握り寿司を2個ずつ出したのも、このような日本特有の気風を意識したものだという説がある。そういわれてみると、左右対称に並んだ握り寿司は芸術的かもしれない。
【追加雑学②】寿司1貫って何個のこと?
ここまでは握り寿司をあえて1個、2個… と数えてきた。しかし、一般的には握り寿司を1貫、2貫… と数える機会が多い。では、寿司1貫とは何個のことなのだろうか?
これに関しては、1個でも2個でも「どちらでも良い」が正解となる。特に決まりがなく、人によって解釈が違うからだ。
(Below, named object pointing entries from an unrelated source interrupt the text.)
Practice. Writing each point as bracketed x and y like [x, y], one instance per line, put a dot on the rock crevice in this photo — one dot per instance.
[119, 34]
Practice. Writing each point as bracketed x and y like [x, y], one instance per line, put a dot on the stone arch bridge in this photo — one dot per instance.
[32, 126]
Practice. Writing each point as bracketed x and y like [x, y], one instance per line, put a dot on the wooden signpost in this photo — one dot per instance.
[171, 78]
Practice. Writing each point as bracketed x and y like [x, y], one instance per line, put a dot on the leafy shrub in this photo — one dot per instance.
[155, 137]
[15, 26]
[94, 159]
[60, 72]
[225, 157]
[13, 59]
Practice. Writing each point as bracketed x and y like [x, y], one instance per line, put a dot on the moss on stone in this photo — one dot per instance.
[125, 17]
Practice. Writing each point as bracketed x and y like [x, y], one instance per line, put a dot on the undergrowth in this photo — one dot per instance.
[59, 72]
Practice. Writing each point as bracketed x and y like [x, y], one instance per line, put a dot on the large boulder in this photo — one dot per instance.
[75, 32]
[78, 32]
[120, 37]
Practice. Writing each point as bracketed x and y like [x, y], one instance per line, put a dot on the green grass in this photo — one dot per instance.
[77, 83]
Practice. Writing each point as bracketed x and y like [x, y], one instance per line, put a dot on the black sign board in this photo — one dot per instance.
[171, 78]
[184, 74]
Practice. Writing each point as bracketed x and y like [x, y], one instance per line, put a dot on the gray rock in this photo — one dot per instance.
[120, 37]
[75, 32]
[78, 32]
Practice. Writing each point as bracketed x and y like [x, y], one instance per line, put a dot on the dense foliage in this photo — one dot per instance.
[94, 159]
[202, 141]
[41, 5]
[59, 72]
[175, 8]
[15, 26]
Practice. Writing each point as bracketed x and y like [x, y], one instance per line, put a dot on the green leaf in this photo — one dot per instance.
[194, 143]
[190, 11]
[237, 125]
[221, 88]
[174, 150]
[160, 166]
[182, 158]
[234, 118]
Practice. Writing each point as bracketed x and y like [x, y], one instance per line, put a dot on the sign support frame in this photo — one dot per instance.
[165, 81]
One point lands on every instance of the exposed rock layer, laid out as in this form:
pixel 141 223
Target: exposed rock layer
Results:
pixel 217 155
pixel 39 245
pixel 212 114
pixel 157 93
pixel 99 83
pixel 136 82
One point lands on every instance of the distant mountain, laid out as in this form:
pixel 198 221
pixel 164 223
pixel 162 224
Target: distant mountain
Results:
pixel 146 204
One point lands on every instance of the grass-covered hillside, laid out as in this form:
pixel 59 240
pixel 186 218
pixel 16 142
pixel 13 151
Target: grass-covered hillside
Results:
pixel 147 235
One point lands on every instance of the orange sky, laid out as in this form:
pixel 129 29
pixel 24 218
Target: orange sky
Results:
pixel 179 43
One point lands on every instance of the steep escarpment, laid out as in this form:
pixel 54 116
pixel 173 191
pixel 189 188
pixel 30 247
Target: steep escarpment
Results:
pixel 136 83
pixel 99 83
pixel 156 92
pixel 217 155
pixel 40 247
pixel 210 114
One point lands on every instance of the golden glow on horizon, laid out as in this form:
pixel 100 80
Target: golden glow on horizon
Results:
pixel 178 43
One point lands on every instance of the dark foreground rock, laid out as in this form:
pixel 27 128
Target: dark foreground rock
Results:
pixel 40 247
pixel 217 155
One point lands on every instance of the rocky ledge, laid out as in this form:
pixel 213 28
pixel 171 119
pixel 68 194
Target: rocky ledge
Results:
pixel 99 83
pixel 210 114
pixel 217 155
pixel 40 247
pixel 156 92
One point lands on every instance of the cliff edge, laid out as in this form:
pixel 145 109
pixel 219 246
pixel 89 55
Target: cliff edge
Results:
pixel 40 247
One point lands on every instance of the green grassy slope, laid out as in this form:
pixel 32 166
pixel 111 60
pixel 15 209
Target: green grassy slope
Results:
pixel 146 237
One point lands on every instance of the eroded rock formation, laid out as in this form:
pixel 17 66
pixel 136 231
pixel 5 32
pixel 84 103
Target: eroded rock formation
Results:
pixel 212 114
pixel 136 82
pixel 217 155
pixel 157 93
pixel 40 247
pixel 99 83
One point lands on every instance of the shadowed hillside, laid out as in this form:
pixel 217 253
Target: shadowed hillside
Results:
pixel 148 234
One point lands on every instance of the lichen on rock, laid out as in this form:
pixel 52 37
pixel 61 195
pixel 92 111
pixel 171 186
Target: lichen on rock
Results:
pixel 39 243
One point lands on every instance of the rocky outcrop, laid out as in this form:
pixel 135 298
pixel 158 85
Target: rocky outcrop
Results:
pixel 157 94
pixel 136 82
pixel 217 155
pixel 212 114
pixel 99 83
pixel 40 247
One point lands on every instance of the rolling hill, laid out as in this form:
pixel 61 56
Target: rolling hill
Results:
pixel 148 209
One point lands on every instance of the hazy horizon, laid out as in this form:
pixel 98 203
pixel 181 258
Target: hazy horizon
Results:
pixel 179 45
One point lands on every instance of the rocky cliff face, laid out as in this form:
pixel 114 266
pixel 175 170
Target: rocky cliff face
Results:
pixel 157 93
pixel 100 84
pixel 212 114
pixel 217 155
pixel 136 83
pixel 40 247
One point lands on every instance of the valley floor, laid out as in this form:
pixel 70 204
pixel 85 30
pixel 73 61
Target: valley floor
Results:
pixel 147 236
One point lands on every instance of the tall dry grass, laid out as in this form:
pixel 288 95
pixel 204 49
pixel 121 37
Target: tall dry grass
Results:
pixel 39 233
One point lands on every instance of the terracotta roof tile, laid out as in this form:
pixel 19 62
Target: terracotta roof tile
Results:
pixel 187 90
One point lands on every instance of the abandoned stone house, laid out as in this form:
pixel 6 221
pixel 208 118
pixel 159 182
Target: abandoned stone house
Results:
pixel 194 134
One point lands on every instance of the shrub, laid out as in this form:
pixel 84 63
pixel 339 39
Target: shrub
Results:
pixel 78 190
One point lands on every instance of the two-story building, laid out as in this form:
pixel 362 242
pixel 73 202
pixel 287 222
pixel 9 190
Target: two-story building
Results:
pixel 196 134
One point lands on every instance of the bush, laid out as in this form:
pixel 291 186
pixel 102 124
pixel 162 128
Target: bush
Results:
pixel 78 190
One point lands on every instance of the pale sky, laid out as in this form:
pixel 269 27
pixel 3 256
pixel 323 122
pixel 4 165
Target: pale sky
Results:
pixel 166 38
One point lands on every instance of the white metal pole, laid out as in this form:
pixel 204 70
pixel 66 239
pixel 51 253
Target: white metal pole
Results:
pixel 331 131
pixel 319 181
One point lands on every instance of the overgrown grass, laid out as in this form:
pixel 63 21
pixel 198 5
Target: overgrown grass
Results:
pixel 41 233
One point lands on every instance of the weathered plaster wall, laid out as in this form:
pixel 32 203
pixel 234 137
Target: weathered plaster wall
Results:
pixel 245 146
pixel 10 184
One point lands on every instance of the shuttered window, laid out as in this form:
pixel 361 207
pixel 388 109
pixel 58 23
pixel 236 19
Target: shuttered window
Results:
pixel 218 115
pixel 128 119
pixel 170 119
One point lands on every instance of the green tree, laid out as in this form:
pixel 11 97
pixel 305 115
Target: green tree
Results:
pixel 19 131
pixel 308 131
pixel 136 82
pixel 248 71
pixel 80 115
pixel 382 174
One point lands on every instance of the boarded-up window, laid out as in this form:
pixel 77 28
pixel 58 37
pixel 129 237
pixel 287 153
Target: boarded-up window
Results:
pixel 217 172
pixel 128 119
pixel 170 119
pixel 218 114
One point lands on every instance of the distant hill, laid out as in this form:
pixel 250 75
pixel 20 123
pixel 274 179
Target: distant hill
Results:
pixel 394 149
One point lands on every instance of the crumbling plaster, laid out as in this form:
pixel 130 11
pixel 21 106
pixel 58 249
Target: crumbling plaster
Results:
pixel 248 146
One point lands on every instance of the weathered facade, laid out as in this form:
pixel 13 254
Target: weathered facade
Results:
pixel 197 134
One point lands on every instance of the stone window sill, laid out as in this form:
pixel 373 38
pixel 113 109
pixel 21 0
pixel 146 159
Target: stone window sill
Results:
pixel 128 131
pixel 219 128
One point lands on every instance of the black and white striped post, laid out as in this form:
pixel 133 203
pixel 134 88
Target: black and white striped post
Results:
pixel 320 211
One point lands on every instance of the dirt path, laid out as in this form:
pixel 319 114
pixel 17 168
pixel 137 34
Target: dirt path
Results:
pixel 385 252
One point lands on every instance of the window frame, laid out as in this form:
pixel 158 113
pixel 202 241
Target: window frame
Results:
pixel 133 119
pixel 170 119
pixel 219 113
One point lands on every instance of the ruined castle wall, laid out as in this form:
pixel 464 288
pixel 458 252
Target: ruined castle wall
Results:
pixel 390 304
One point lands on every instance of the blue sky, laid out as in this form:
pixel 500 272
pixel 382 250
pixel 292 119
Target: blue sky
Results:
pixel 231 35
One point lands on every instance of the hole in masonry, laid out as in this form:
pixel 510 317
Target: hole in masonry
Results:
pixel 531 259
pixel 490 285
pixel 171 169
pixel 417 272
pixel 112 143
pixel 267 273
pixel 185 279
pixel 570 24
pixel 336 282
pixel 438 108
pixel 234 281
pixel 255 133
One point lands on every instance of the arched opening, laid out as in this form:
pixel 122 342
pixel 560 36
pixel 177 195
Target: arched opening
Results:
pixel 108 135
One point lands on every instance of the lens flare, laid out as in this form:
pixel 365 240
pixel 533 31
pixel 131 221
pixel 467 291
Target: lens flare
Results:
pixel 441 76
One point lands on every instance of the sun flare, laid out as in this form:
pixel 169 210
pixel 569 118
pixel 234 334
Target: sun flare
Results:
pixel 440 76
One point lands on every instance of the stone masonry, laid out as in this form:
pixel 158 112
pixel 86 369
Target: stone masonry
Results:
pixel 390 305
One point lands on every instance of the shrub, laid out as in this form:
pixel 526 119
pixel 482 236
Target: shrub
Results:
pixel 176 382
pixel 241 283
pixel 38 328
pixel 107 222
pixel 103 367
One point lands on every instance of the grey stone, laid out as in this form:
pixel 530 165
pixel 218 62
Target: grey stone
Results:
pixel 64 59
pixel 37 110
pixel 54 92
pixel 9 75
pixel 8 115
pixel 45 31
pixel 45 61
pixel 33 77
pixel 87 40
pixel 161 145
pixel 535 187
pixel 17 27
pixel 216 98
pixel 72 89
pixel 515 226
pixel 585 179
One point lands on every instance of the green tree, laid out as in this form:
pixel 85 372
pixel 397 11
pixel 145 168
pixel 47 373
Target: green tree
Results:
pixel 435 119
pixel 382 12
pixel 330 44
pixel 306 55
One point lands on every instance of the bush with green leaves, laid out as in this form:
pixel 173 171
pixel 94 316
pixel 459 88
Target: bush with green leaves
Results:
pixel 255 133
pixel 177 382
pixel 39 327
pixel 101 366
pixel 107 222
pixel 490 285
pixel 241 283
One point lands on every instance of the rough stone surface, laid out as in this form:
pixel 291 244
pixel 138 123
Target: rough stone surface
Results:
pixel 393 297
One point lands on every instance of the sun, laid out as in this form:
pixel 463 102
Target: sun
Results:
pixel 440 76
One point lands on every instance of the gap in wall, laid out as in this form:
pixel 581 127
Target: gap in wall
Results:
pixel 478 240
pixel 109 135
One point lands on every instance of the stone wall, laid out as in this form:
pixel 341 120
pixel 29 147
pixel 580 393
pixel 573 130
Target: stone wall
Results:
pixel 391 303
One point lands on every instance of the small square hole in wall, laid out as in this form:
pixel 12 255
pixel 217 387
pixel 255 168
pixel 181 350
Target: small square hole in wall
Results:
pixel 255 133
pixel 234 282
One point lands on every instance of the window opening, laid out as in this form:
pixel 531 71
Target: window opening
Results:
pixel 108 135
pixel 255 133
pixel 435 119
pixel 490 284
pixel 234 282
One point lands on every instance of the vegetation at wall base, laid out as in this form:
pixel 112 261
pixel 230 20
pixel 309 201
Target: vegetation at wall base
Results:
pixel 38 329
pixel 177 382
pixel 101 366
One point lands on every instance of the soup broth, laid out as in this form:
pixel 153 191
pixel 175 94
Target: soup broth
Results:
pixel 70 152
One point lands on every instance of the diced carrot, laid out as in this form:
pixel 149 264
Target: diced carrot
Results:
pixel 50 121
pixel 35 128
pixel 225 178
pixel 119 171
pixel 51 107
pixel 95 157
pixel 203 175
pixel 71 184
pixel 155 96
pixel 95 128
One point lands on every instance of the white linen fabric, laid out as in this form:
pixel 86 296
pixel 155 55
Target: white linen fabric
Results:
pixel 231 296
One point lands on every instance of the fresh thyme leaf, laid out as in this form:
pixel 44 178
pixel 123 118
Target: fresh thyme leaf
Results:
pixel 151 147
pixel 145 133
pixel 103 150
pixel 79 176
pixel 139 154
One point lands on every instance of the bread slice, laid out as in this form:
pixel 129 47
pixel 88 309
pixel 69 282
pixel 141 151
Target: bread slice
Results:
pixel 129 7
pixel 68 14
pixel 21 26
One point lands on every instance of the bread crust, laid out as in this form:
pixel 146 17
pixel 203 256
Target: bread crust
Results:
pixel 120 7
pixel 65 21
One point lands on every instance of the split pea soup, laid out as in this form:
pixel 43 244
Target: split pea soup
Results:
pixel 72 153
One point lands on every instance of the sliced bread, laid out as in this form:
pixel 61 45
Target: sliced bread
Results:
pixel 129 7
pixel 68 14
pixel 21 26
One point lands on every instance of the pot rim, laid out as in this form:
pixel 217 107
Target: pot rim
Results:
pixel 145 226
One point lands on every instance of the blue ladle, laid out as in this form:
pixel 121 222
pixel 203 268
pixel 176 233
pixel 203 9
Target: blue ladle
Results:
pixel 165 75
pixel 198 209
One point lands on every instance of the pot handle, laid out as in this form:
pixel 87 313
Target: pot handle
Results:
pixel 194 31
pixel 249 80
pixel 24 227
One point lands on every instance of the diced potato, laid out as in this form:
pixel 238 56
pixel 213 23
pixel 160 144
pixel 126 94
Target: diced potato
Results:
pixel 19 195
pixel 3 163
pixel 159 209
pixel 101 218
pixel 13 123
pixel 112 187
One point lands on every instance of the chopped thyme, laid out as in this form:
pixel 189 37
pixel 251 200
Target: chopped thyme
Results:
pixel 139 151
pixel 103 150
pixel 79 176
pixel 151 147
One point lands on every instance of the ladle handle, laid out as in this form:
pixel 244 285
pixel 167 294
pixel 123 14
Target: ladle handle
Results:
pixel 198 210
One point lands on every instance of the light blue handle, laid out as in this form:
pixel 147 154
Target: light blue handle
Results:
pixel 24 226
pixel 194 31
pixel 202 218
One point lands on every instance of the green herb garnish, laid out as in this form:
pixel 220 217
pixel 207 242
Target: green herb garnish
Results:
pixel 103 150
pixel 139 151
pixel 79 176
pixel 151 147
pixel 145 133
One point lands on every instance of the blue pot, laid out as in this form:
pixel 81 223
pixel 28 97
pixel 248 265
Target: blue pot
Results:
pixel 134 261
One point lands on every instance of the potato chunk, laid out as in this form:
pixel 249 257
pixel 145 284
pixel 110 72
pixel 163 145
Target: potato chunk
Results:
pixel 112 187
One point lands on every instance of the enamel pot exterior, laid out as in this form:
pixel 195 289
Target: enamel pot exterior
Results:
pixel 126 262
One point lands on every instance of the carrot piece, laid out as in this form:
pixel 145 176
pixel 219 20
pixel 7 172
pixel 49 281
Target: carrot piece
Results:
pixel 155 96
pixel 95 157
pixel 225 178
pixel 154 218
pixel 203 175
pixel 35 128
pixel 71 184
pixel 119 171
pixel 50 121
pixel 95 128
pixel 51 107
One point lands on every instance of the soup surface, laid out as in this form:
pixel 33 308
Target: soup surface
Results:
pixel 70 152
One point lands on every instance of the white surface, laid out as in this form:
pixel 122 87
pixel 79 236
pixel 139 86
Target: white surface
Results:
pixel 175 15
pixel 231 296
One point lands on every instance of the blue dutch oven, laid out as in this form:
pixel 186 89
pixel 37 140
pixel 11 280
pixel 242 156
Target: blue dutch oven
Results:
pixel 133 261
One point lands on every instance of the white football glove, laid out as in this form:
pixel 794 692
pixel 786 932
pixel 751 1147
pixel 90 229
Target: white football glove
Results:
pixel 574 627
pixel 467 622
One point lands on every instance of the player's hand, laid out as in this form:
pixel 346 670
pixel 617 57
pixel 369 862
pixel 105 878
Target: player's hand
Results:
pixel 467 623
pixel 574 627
NHKの公式サイトにも「にぎりずし『1カン』?」という問いに対し「人によって解釈が異なります」という記載があった!
握り寿司が2個ずつ出される理由|雑学まとめ
今回は、握り寿司が2個ずつ出される理由についての雑学を解説してきた。
まさか誕生当時はおにぎりサイズだったとは…。食べにくいことは容易に想像できるし、2個ずつ提供されるようになったのは自然の流れなのかもしれない。
余談だが、回転寿司店では1皿に寿司が2個ずつ乗っているため、友人や恋人とシェアできるのも魅力的だ。「シェアする相手がいないんだが…」とお怒りのあなたも、今度寿司店に行ったときは今回の雑学を思い出してほしい。